Mantik4MS_outline.svg
The typical workflow for machine learning (ML) developments consists of several steps including the preparation of data to allow for training, the training itself, the deployment on a computational system, and the inference to use the ML tool. Despite the apparently simple flow, each step involves details and complications that are very time-consuming, hinder reproducibility and prevent an easy exchange of models. The real problem is, however, the combinatorial complexity of the combination of the workflow parts: Data handling is already a task that stands on its own merit, given that there are many steps involved in pre-processing the data, and that weather and climate (W&C) data is larger than standard ML datasets including many physical fields with rather different properties and distributions. Apart from data processing, there are hundreds of possible choices for ML methods and models (for example deep neural network architectures), which necessitate informed design decisions as W&C data does not conform to standards of coloured images or textual data. Eventually, the cost of the deployment of a single method to different hardware architectures (for example, CPUs, GPUs, TPUs, FPGAs, or ASICs) is high, and each test may take many hours of careful engineering and interfacing with existing infrastructure within the W&C prediction workflow. The problem is exacerbated by the rapidly growing number of ML frameworks (PyTorch, TensorFlow, scikit-learn, MXNet and many more) that implement different methods, exhibit varying performance, and make use of different interfaces.
 
The use of ML models within the W&C workflow and inside of conventional models is another time-consuming and non-trivial aspect: whereas most ML models are implemented in Python, conventional W&C models are typically based on FORTRAN code. The automated interfacing of models with different languages (including FORTRAN, C, and Java families) is a precondition for good productivity. While many scientific groups were developing inefficient ad-hoc solutions for their specific W&C model framework, there is a lack of an approach to solve this problem for general W&C applications.
Optimising ML applications for W&C science requires an inter-disciplinary effort between HPC, ML, and W&C domain experts. Since it is impossible for anyone to be a leading expert in all three fields, MAELSTROM aims to separate concerns to the extent possible. The most efficient way to do this, is to create a level of abstraction in the form of workflow tools that will allow users to deploy their models through an API such that the user will not touch the details of the underlying hardware or software frameworks of the different components of the ML workflow. However, information on expected runtime and performance will be made accessible for optimisation. The workflow tools will also support users to choose the optimal HPC infrastructure available. On the other hand, the same abstraction layer will allow HPC experts to monitor performance of ML solutions, to explore trade-offs (for example between energy use and time-to-solution) and to suggest improvements with no need for a detailed understanding of W&C applications.

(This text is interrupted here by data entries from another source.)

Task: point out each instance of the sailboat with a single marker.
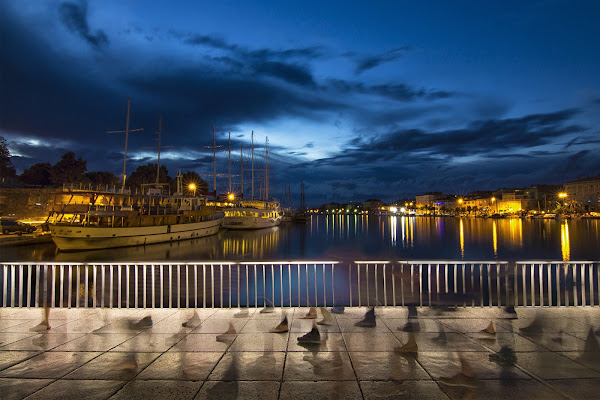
(255, 213)
(99, 219)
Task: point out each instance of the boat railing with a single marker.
(301, 283)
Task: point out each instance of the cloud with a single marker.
(393, 91)
(74, 17)
(367, 63)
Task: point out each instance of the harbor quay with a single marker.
(535, 353)
(311, 330)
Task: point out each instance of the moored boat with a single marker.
(253, 214)
(98, 220)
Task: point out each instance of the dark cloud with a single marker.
(290, 73)
(368, 63)
(74, 17)
(394, 91)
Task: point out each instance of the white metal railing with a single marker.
(300, 283)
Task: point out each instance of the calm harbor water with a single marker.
(349, 237)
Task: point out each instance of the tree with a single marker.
(102, 178)
(145, 174)
(68, 169)
(38, 175)
(7, 169)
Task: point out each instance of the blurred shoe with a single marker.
(327, 317)
(369, 320)
(410, 326)
(42, 326)
(591, 343)
(460, 379)
(312, 337)
(282, 327)
(128, 366)
(243, 313)
(510, 312)
(412, 312)
(441, 338)
(491, 330)
(505, 357)
(227, 336)
(311, 314)
(192, 322)
(143, 323)
(534, 328)
(409, 347)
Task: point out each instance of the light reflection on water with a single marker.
(356, 237)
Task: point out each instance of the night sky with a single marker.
(358, 99)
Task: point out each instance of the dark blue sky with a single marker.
(383, 100)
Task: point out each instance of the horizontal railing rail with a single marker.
(300, 284)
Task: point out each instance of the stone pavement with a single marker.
(99, 354)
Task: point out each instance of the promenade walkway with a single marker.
(99, 354)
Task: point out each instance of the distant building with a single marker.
(586, 190)
(427, 199)
(372, 204)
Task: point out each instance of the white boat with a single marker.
(98, 220)
(253, 214)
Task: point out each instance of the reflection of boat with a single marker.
(84, 220)
(253, 215)
(250, 244)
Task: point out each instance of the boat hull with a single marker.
(73, 237)
(250, 222)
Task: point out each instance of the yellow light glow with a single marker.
(565, 243)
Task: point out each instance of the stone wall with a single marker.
(26, 203)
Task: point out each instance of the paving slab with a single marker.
(101, 353)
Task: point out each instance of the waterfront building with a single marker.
(427, 199)
(585, 191)
(372, 205)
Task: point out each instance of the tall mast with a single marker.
(229, 162)
(242, 166)
(214, 162)
(252, 147)
(158, 163)
(267, 169)
(126, 139)
(126, 131)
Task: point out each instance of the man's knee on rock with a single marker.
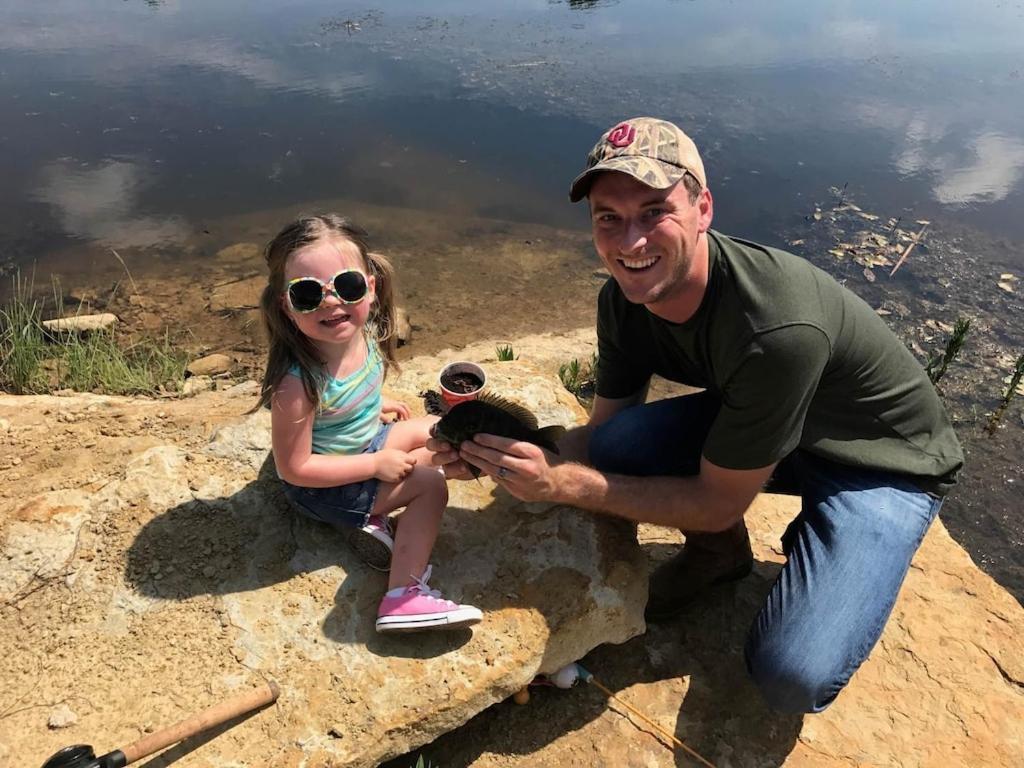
(609, 446)
(788, 683)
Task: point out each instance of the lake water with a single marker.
(135, 124)
(168, 130)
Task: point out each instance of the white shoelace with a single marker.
(421, 583)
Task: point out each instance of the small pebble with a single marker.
(61, 717)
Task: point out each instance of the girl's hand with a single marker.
(399, 409)
(392, 465)
(445, 457)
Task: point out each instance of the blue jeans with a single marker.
(847, 551)
(341, 506)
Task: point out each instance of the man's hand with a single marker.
(397, 408)
(525, 470)
(392, 465)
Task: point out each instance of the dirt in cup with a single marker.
(461, 383)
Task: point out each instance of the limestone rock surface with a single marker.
(147, 570)
(162, 570)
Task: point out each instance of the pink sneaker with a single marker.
(374, 542)
(420, 607)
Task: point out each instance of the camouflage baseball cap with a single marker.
(653, 152)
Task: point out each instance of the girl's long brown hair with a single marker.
(289, 345)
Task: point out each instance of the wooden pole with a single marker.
(205, 720)
(652, 724)
(909, 248)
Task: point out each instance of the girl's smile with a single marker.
(334, 324)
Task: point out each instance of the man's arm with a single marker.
(711, 501)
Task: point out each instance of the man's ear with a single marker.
(706, 206)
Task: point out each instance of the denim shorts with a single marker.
(341, 506)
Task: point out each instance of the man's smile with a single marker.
(639, 264)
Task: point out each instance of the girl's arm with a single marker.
(292, 430)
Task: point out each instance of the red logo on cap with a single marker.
(622, 135)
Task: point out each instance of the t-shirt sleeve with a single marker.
(621, 372)
(766, 398)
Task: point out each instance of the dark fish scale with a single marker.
(494, 415)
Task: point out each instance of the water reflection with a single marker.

Concerning the rigorous evaluation of ML models, there is currently no operational environment available that takes into account all ML workflow dimensions. This is about to change with Deep500, developed by a consortium and led by MAELSTROM partner ETH (https://www.deep500.org/). Deep500 is a description and benchmarking infrastructure for reproducible deep learning, aimed at scientific computing and HPC applications. The infrastructure is composed of modular, framework-independent components (such as dataset decoding and distributed optimisation) that are extended and combined into reproducible recipes, which can be run on various systems. The underlying protocol that will be used for the MAELSTROM workflow tools will be based on the Mantik protocol that was developed by 4cast and based on a micro-service-oriented platform. As other application domains, such as image processing, do not cover the specific data and complexity needs of physical applications in general and W&C prediction in particular, it is imperative to develop bespoke workflow tools for this domain that can be incorporated into the Deep500 framework. 
 
MAELSTROM will develop bespoke ML workflow tools for W&C applications that optimise collaborations between W&C, ML and HPC experts and allow for a prompt uptake and operational implementation of ML within W&C models as well as the performance benchmarking of ML solutions.
MAELSTROM will develop a comprehensive environment of workflow tools that allows for reproducible ML models and their collaborative exchange, comparison of solutions, and generalized deployment on a wide range of computing infrastructure. The workflow tools will be based on APIs and provide a User Interface. The core element for the MAELSTROM ML workflow tools are a flexible protocol and an open platform to realize the workflow on various computing infrastructures with many collaborators and across scientific domains. The tools will respect data protection and intellectual property.